Improving the reconstruction image contrast of time-domain diffuse optical tomography using high accuracy Jacobian matrix

2016 
An algorithm for time-domain diffuse optical tomography using a high accuracy Jacobian matrix has been developed. The Jacobian matrix has been calculated using a new direct method that uses two finite element meshes of different sizes. A low density mesh has been used for the inverse calculations where the tissue optical properties are reconstructed at its nodes' locations. The second mesh has a bigger size and is used to calculate the high accuracy light fluence rates and the Jacobian matrix. The high accuracy light fluence is interpolated to obtain its values at the nodes of the low density mesh and at the detectors' locations. The high accuracy Jacobian matrix at the nodes of the low density mesh are obtained by integrating the Jacobian calculated using the high density mesh. The integration of the Jacobian using the proposed method does not require calculating the Jacobian explicitly at all nodes of the high density mesh which is inefficient in memory requirement and computation speed.
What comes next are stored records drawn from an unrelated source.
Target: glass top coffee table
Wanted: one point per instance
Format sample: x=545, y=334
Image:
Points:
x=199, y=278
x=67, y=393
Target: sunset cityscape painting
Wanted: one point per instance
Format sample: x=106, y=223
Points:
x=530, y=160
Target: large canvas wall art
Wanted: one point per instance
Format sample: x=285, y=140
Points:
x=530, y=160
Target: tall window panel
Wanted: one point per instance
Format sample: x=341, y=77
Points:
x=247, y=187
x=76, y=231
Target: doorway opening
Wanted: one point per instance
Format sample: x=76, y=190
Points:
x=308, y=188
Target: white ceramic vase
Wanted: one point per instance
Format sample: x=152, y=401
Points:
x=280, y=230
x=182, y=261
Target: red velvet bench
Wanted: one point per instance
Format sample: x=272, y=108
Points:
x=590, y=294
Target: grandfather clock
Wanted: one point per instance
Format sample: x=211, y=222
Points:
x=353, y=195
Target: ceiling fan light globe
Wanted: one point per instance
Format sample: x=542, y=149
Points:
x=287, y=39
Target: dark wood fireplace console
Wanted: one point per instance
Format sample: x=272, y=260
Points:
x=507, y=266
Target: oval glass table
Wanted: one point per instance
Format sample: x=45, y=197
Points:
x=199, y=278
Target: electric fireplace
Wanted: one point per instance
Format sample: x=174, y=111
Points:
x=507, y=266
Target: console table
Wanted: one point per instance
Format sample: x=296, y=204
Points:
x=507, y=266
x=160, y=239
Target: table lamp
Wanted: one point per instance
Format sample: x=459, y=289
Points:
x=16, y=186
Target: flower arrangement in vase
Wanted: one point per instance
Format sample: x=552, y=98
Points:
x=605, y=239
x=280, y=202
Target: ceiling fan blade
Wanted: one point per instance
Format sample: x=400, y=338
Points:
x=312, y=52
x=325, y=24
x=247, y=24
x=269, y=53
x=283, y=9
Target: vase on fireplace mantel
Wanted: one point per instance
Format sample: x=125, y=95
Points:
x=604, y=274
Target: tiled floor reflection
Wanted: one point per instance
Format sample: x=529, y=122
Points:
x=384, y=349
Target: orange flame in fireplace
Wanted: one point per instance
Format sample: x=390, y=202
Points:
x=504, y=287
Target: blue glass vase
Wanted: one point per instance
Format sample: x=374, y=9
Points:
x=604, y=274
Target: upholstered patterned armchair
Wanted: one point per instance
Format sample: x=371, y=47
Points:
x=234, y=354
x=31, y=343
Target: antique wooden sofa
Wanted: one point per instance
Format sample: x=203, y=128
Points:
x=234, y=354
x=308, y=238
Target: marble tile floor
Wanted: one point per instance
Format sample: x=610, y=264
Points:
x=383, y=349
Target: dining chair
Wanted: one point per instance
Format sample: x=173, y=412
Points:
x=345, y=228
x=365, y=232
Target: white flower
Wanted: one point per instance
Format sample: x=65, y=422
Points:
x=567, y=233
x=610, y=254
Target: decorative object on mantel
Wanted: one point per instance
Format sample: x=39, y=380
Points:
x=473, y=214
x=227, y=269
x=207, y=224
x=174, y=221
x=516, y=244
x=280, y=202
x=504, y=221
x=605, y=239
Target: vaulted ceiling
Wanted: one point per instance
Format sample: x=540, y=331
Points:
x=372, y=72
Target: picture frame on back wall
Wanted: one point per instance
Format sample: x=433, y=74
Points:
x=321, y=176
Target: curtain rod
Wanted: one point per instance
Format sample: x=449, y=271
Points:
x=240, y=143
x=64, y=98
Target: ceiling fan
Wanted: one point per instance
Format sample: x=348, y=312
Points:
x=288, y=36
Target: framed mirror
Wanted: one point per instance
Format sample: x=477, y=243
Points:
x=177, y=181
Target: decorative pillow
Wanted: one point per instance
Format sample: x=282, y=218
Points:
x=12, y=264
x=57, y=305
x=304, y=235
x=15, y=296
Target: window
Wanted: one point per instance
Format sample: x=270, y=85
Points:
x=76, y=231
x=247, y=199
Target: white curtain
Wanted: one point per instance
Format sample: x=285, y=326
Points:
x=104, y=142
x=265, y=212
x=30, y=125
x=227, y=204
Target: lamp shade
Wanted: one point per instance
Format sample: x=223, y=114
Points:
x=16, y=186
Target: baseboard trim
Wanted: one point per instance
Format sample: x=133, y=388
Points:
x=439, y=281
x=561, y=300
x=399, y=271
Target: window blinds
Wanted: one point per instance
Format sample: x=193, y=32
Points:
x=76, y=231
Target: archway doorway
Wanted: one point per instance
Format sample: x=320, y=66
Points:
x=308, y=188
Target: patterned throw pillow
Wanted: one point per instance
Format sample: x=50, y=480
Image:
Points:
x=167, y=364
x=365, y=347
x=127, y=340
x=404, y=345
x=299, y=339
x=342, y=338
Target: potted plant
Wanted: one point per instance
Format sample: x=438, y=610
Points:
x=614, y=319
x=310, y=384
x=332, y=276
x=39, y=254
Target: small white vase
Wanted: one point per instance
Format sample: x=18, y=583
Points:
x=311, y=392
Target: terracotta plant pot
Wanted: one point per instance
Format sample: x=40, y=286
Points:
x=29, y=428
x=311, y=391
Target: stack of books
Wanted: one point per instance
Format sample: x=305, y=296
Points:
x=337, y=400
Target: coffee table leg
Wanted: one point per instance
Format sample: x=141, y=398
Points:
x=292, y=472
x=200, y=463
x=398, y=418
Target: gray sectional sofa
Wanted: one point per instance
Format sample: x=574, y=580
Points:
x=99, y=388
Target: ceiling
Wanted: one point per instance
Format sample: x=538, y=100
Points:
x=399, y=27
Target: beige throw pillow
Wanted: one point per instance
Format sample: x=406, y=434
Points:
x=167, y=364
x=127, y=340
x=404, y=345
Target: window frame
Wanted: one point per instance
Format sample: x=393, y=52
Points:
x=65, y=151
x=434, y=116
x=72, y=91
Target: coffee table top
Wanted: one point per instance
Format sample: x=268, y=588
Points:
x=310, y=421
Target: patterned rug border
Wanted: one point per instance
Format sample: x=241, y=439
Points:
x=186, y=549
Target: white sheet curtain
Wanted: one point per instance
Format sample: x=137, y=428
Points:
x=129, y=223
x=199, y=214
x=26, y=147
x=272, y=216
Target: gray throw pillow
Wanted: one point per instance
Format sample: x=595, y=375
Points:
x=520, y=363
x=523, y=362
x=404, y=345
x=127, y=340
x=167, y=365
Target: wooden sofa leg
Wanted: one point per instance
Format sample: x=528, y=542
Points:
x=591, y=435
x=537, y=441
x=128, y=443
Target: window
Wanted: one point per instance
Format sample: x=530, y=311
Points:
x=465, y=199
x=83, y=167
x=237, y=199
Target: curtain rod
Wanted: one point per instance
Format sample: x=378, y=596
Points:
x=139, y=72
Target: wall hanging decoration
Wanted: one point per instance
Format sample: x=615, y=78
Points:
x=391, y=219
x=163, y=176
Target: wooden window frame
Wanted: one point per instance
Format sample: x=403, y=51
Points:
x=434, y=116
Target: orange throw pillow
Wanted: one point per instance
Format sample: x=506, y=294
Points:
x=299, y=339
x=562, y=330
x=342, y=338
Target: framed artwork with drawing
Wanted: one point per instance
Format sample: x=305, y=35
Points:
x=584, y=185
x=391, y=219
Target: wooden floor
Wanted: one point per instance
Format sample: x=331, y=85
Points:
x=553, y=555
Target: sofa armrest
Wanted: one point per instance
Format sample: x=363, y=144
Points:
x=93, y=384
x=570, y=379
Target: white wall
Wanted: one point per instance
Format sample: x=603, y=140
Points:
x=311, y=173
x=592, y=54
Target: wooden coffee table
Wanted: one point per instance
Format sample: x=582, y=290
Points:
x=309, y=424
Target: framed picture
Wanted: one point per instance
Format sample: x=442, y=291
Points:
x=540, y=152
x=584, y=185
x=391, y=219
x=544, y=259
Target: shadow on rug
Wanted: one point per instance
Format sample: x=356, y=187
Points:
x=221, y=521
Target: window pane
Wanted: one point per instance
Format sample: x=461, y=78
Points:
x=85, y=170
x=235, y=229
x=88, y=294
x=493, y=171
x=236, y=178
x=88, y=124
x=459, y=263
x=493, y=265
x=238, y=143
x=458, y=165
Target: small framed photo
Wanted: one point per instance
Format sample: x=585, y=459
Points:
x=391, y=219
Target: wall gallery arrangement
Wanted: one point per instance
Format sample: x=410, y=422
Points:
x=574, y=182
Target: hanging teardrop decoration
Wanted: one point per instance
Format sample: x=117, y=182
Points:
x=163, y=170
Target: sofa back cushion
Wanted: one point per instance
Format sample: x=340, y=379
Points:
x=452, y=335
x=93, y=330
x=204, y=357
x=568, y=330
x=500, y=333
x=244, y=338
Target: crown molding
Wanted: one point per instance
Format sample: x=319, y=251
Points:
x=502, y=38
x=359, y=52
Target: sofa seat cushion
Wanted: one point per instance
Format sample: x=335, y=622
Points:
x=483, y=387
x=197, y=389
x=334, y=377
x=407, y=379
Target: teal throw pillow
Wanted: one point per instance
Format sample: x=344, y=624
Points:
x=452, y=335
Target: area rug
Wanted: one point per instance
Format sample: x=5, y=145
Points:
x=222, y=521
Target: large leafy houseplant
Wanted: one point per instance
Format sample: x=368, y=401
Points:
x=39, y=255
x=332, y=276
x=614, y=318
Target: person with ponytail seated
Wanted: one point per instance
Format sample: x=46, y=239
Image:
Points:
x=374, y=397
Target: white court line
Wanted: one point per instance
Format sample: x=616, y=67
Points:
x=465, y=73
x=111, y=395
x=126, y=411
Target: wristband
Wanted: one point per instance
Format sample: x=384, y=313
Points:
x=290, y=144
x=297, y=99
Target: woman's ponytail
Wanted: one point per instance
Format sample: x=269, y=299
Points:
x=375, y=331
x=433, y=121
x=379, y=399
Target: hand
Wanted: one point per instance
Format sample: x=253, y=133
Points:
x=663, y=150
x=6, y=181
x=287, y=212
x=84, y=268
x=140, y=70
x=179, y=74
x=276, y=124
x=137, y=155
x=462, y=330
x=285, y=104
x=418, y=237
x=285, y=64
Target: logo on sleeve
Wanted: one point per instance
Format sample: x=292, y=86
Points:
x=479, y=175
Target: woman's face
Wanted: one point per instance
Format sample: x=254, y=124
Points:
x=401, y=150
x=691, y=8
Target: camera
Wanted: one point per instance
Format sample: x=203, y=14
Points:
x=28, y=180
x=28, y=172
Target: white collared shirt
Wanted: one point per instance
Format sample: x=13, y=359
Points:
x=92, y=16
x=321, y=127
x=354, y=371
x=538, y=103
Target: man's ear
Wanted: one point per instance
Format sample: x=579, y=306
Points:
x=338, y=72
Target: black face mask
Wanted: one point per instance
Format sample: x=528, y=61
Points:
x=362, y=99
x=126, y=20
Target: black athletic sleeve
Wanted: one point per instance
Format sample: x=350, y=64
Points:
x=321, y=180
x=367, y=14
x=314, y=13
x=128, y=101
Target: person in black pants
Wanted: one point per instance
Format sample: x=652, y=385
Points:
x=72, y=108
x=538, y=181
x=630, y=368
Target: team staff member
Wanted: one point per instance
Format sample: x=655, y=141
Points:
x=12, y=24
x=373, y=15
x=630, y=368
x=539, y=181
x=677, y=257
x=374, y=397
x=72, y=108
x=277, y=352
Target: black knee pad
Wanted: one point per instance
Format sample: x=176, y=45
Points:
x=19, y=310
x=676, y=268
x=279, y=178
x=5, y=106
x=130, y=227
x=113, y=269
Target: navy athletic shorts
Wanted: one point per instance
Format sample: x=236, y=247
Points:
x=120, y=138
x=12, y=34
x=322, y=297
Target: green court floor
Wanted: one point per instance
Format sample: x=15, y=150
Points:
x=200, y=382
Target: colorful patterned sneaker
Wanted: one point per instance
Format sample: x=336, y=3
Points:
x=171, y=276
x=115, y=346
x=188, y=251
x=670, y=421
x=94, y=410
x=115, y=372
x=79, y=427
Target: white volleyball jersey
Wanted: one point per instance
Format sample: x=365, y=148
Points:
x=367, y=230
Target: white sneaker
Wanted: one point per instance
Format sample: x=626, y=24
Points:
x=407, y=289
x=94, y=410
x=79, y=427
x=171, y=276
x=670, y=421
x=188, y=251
The improvement of the Jacobian accuracy while using a low density mesh for the inverse calculations improves the reconstructed image contrast and the computation speed. The optical properties are reconstructed in a region of interest by solving iteratively a self-regularized minimization problem. The minimization problem uses the calculated Jacobian and the light fluence at precisely selected points on the temporal profile of each source-detector pair for the reconstruction. The algorithm has been applied to a three-dimensional model of a neonatal brain and to a three-dimensional model of the mouse for a small animal model. The reconstruction results by the proposed method have been compared with the results using a single mesh for the Jacobian calculations. The effect of using different sizes of the low density mesh for the inverse calculations on the image contrast has been reported.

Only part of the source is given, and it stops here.